Stranger

28 4 3
                                    

Pietro mengusap-usap lengan jaketnya. Beberapa kali bibirnya menguap, matanya sudah memerah dan berair. Terasa dingin sekali di luar. Tau begini dia tidak akan pergi. Lebih baik di dalam rumah dan tidur. Di tambah suasananya yang gelap dan sunyi. Menambah rasa kantuknya semakin kuat saja.

Lain halnya dengan Wendy. Gadis itu menatap lurus ke depan tanpa ekspresi. Bibirnya bergerak mengunyah permen karet yang dari tadi tidak di buangnya.
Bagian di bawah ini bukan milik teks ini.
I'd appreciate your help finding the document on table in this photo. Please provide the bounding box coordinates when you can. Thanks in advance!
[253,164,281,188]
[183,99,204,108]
Rambut cokelatnya yang sebahu bergelayut di terpa angin. Tidak ada rasa kantuk sama sekali, hanya tekad yang kuat untuk keluar dari tempat ini.

"Bagaimana kamu yakin kalau di sini ada jalan menuju level selanjutnya?" tanya Pietro membuka topik.

Ah, kalau tidak begitu maka muak sudah dirinya berdiam tanpa suara. Ini sudah hampir satu jam ia berjalan, tidak ada satu obrolan yang terlintas di antara mereka.

"Kan ada kamu," jawab Wendy.

"Aku saja tidak tau apa area selanjutnya." Pietro kembali menatap lurus ke depan.

"Katamu tadi melihat kabut di dekat tempat kami menemukanmu, dimana itu?" tanya Wendy.

Pietro mengangkat bahunya, "entah. Aku lupa."

Suasana kembali hening. Argh, Pietro sangat tidak suka dengan keadaan ini. Ia harus memberanikan diri untuk bertanya pada Wendy.

"A–"

"Bagaimana kehidupanmu sebelum kamu sampai di sini?" tanya Wendy tiba-tiba.

Pietro menutup mulutnya. Ternyata gadis itu sudah mengambil pertanyaan yang hendak di lontarkannya.

"Kehidupanku? Biasa-biasa saja," jawab Pietro. "Aku hanya seorang penjaga toko yang sehari-hari duduk di kasir siang dan malam. Begitu saja sampai akhirnya aku masuk kesini."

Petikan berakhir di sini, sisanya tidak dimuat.